Topic: WorldNetDaily
WorldNetDaily -- remaining true to its conspiracy-theory-driven nature -- got a lot of mileage recently out of a Chjinese virologist named Li-Meng Yan and her claims that the COVID-19 coronavirus was created in a laboratory:
A Sept. 11 article breathlessly wrote how Yan "says she has evidence COVID-19 is man-made and plans to publish it soon." On Sept. 16, WND hyped how Yan appeared on Fox News to claim that "the Chinese Communist Party manufactured and intentionally released the COVID-19 virus that led to mass shutdowns and deaths around the world."
An Oct. 6 item repeated a claim from unreliable fringe-right webstie ZeroHedge that Yan "says that the Chinese Communist Party has arrested her mother." The same day, a column by Andy Schlafly went into full victimization and conspiracy mode for Yan:
Though downplayed in the media, suspicion grows that COVID-19 was produced in a lab in Wuhan, which makes it a weapon of mass destruction different from past pandemics. Li-Meng Yan, a Chinese virologist who was a researcher at the Hong Kong School of Public Health, has explained why she believes the virus was made in a military laboratory by combining two bat coronaviruses.
If you have not heard of Dr. Yan, then it is probably because Twitter has censored her, too. As reported by Newsweek, Twitter suspended her account in mid-September without public explanation, despite her nearly 60,000 followers.

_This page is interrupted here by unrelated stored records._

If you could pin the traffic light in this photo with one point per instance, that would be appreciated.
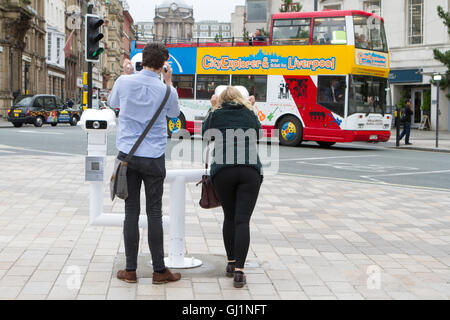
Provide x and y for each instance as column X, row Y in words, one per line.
column 93, row 37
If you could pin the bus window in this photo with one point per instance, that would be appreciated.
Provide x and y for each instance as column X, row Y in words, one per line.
column 369, row 34
column 291, row 31
column 331, row 93
column 184, row 85
column 328, row 31
column 256, row 85
column 206, row 85
column 367, row 94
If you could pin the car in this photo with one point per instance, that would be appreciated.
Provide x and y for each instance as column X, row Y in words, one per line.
column 40, row 109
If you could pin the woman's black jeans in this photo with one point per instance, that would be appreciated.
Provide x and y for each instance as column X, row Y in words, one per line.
column 152, row 172
column 237, row 188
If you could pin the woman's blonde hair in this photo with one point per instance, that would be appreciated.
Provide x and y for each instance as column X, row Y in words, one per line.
column 232, row 94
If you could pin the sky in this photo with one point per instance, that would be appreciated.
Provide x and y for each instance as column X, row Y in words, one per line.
column 144, row 10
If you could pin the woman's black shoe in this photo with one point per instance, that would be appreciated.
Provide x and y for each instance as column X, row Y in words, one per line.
column 239, row 279
column 230, row 269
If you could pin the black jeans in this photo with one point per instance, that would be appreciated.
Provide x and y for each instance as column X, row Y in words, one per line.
column 406, row 131
column 152, row 172
column 237, row 188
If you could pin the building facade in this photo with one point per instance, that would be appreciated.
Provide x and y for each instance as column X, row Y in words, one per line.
column 209, row 31
column 54, row 48
column 22, row 50
column 113, row 43
column 144, row 30
column 173, row 21
column 238, row 22
column 128, row 33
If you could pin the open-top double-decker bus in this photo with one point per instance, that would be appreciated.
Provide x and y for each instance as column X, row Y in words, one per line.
column 321, row 76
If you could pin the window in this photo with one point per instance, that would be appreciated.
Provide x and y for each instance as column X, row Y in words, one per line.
column 49, row 46
column 256, row 85
column 369, row 34
column 184, row 85
column 415, row 21
column 291, row 31
column 256, row 11
column 373, row 6
column 331, row 93
column 367, row 94
column 49, row 103
column 329, row 31
column 206, row 84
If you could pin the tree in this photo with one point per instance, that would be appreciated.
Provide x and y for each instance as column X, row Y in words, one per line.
column 444, row 57
column 289, row 6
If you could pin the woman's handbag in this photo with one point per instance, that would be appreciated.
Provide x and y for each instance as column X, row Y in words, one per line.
column 118, row 185
column 209, row 197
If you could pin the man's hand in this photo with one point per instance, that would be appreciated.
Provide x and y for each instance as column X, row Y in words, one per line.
column 167, row 75
column 127, row 67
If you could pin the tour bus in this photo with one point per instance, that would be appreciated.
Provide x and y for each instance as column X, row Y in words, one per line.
column 321, row 76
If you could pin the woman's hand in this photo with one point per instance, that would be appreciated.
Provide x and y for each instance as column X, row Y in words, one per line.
column 127, row 67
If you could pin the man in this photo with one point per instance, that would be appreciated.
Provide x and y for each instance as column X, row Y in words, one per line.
column 334, row 93
column 407, row 122
column 139, row 96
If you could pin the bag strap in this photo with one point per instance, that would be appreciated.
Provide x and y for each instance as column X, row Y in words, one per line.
column 147, row 129
column 207, row 146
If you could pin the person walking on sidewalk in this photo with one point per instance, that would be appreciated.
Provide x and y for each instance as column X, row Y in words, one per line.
column 139, row 96
column 407, row 122
column 235, row 172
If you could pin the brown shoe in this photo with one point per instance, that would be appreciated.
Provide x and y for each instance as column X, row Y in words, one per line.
column 160, row 278
column 129, row 277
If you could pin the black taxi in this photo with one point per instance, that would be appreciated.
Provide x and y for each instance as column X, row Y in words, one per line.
column 41, row 109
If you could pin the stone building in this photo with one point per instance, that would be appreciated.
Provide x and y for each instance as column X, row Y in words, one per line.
column 113, row 43
column 22, row 50
column 209, row 31
column 55, row 41
column 174, row 21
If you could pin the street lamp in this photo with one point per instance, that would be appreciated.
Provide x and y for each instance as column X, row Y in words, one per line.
column 437, row 78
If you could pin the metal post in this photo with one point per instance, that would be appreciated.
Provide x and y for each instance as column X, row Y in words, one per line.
column 90, row 7
column 437, row 115
column 397, row 125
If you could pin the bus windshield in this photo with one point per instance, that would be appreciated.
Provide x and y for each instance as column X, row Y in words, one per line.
column 291, row 31
column 369, row 33
column 367, row 94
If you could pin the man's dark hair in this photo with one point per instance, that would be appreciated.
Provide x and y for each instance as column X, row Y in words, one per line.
column 154, row 55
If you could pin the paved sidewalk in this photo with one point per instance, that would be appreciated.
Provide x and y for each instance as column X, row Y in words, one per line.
column 424, row 140
column 311, row 239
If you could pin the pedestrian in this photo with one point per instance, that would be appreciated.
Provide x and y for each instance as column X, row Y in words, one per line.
column 406, row 119
column 139, row 96
column 235, row 172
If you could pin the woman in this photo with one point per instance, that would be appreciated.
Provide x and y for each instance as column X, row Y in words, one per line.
column 235, row 172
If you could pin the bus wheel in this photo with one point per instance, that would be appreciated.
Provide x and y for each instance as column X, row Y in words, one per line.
column 291, row 131
column 175, row 125
column 325, row 144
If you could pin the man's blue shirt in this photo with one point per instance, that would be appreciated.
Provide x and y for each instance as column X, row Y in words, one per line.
column 139, row 96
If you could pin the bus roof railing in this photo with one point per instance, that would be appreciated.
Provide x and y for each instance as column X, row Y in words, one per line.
column 204, row 42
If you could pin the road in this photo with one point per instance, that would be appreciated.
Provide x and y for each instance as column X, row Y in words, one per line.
column 357, row 161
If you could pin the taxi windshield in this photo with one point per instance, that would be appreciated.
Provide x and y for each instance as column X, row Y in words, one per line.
column 25, row 102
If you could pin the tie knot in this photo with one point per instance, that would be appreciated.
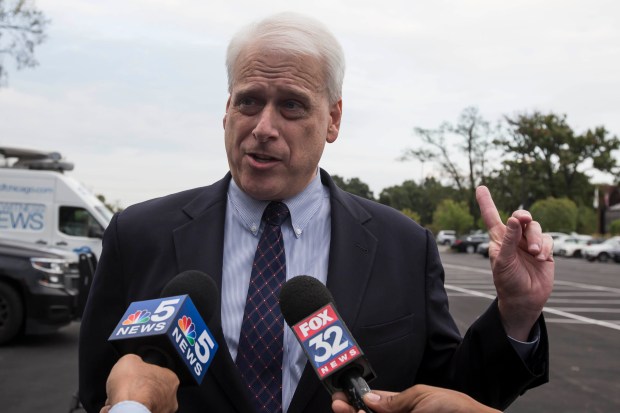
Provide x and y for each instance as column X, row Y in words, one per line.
column 275, row 213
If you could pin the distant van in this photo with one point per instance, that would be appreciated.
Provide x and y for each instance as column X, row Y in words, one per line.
column 39, row 204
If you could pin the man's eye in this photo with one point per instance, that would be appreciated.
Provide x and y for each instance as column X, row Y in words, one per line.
column 248, row 106
column 292, row 105
column 246, row 102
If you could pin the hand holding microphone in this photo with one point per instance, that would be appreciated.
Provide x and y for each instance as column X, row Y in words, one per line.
column 416, row 399
column 165, row 343
column 153, row 386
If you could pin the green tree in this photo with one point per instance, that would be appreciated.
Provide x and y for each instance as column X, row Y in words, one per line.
column 556, row 214
column 547, row 158
column 354, row 186
column 586, row 220
column 473, row 135
column 22, row 27
column 453, row 215
column 411, row 214
column 422, row 198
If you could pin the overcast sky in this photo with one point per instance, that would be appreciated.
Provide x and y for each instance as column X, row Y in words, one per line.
column 133, row 91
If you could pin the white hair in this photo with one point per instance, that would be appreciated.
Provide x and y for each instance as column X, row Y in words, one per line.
column 292, row 33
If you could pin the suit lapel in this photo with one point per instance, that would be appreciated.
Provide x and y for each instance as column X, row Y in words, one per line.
column 199, row 246
column 351, row 256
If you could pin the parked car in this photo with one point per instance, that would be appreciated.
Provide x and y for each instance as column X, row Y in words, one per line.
column 483, row 249
column 469, row 243
column 574, row 246
column 570, row 246
column 41, row 288
column 603, row 251
column 557, row 235
column 446, row 237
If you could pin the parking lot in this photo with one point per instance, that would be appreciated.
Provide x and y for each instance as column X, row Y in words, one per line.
column 39, row 373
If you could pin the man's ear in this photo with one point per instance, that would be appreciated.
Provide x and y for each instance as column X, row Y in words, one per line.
column 226, row 114
column 335, row 116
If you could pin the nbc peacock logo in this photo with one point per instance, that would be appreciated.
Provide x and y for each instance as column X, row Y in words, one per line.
column 188, row 329
column 139, row 317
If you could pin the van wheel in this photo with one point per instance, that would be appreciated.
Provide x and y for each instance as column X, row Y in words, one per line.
column 11, row 313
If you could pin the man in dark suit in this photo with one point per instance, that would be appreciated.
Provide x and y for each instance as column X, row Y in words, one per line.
column 383, row 270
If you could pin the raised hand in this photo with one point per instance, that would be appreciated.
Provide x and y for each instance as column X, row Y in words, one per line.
column 416, row 399
column 522, row 265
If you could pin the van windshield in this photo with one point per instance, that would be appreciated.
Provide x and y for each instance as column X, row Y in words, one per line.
column 105, row 213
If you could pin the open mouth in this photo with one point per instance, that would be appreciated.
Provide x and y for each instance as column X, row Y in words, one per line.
column 260, row 158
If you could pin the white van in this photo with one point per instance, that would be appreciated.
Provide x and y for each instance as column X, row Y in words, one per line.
column 40, row 204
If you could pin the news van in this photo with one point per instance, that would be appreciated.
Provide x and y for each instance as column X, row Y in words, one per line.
column 40, row 204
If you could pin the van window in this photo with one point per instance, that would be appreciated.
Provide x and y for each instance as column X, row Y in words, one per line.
column 78, row 222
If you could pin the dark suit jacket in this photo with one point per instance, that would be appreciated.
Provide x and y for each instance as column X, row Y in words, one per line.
column 384, row 274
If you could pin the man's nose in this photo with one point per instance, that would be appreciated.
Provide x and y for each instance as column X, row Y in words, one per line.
column 267, row 126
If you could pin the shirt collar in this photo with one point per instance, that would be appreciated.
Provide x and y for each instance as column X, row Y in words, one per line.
column 302, row 206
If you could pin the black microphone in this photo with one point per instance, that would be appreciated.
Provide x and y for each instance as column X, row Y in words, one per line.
column 308, row 308
column 170, row 331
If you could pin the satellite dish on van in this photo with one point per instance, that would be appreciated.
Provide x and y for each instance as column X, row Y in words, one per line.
column 34, row 159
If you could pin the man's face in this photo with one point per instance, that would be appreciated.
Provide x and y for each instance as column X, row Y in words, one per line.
column 277, row 121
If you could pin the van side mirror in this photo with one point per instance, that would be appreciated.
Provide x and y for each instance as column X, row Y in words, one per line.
column 95, row 232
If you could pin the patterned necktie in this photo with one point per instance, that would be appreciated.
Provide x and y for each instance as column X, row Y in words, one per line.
column 259, row 356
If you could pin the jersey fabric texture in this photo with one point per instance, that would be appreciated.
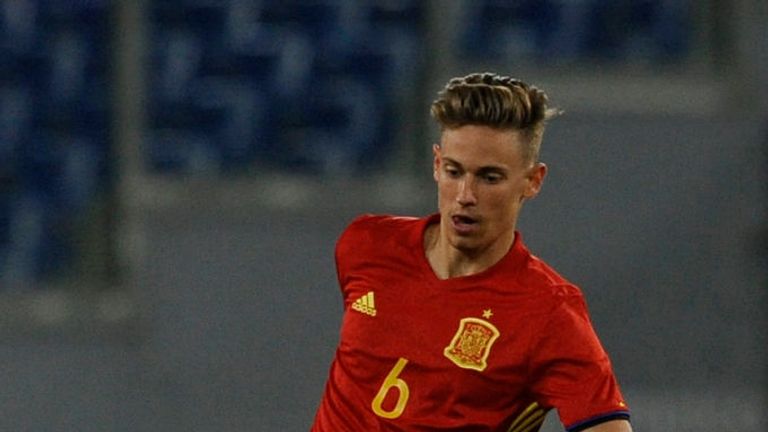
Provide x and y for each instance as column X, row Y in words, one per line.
column 492, row 351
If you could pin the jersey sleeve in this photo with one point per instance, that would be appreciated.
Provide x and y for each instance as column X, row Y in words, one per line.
column 572, row 372
column 351, row 245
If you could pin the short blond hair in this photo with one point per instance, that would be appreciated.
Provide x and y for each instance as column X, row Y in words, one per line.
column 495, row 101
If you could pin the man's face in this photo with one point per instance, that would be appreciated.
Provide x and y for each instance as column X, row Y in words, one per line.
column 482, row 180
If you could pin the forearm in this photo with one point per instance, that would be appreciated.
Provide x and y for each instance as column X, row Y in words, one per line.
column 611, row 426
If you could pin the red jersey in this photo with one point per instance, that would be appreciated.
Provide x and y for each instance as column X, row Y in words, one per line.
column 492, row 351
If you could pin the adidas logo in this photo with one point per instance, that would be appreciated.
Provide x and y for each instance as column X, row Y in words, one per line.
column 365, row 304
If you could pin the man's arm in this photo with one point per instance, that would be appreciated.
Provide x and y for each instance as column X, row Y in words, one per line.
column 611, row 426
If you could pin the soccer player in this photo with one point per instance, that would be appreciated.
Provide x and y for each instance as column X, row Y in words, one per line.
column 450, row 323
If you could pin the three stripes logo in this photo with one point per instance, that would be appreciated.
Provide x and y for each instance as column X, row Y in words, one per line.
column 365, row 304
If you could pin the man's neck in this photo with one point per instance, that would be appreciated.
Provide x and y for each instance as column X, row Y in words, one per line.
column 448, row 261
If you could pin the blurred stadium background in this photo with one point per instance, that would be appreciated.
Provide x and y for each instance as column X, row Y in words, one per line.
column 173, row 176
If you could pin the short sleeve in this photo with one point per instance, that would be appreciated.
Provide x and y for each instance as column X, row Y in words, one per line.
column 571, row 371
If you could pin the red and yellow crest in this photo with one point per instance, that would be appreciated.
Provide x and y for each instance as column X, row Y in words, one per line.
column 472, row 343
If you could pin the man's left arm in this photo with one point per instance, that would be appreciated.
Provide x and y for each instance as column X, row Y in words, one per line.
column 611, row 426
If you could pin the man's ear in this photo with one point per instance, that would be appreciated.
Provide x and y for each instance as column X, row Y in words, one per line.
column 437, row 161
column 535, row 180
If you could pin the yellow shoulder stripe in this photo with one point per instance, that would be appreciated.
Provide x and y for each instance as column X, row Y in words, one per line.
column 530, row 419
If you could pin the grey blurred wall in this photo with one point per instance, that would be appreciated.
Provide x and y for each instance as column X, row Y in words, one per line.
column 656, row 218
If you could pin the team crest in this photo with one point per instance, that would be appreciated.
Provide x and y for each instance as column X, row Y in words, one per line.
column 472, row 343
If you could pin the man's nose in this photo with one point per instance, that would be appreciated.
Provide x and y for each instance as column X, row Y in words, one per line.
column 466, row 194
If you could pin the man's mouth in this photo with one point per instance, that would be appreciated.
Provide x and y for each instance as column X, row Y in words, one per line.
column 463, row 224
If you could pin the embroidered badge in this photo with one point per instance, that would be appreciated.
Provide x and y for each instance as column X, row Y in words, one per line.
column 472, row 343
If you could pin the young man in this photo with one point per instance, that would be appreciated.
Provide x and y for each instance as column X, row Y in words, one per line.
column 450, row 323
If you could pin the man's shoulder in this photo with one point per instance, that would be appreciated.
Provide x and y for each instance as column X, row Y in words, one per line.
column 371, row 230
column 542, row 277
column 381, row 225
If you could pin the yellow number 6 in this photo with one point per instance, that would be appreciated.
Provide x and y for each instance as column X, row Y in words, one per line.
column 392, row 381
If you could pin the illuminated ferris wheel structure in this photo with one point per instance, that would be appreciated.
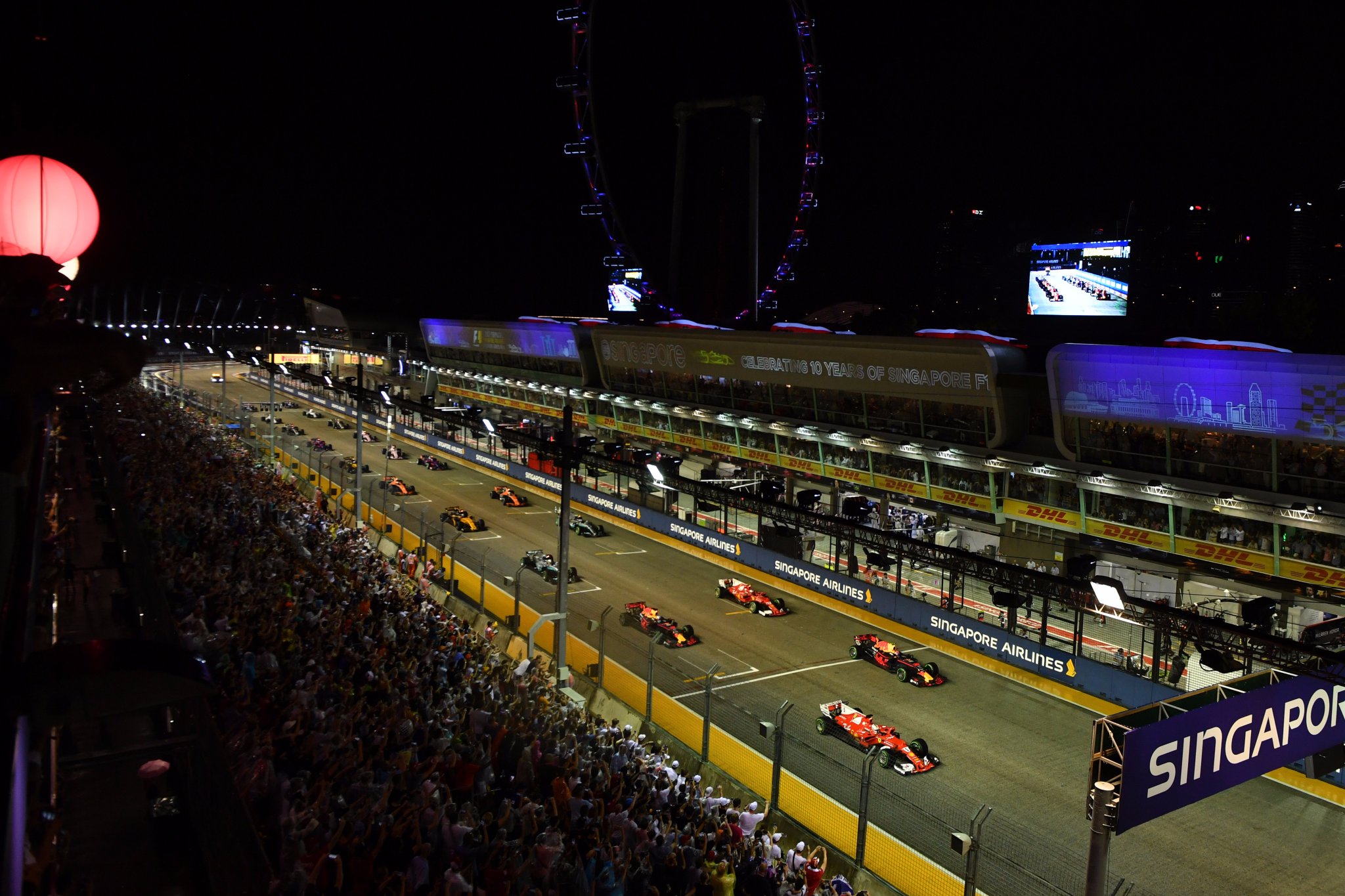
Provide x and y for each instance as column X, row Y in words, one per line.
column 621, row 259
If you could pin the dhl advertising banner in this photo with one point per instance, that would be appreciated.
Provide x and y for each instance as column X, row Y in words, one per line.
column 1044, row 515
column 1227, row 555
column 961, row 499
column 906, row 486
column 1312, row 572
column 1129, row 534
column 989, row 640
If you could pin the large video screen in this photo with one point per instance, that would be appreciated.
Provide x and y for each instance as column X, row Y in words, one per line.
column 622, row 299
column 1080, row 280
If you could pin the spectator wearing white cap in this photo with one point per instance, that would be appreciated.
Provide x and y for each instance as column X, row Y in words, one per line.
column 749, row 819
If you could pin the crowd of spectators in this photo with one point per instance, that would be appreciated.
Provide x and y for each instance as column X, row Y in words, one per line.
column 386, row 747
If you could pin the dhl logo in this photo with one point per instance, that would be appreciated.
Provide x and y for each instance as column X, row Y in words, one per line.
column 1321, row 575
column 1223, row 555
column 1048, row 515
column 1126, row 534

The Communist Chinese have recently arrested her mother as retaliation. But Joe Biden and Democrats are silent about this human rights abuse and remain unwilling to hold China accountable for causing so much harm.
Just one little problem: Yan's claim -- which runs counter to what actual experts have said for months -- keeps getting discredited, culminating in a summarization at CNN of howYan is linked to ex-Trump adviser (and current arrested criminal) Steve Bannon and finding that her research was "built on what appears to be the same theories, similar passages and identical charts presented by an anonymous blogger whose writings were posted on a website linked to Bannon months earlier," and that "three co-authors of Yan's paper used pseudonyms instead of their real names, a practice frowned upon in scientific and academic work."
So much so, in fact, that even WND has grudgingly admitted it. On Oct. 11, WND added an editor's note to its Sept. 11 article:
Appearances by Dr. Li-Meng Yan on media outlets in Britain and the United States have come under fresh scrutiny in connection with her own pre-print (an unpublished draft of a science paper) on the website Zenodo claiming to provide evidence that SARS-CoV-2, the virus that causes COVID-19, was created in a laboratory and is not of natural origin. Yan's pre-print, which was not peer-reviewed by other experts in the field, claims that some unique characteristics in the SARS-CoV-2 genome prove that the virus is man-made. However, experts disputed Yan's pre-print for being flawed and containing unsubstantiated claims. The exact origin of the SARS-CoV-2 virus remains unknown. Dr. Yan claims to prove that the SARS-COV-2 virus originated in a lab, but a careful analysis of her pre-print actually shows this claim is unsubstantiated.
Unfortunately, WND did not feel this was a serious enough correction to do an entirely new article about how Yan has been discredited, nor did it append this correction to its other articles on Yan, nor did it otherweise call attention to the correction. So unless you stumbled across this article, which had long since disappeared from WND's home page, you wouldn't know of WND's half-hearted attempt to correct the record.
Well, it's a start -- if 23 years after its founding constitutes an appropriate learning curve for how to handle errors -- for a "news" organizaiton that usually doesn't publish corrections unless a lawsuit has been threatened.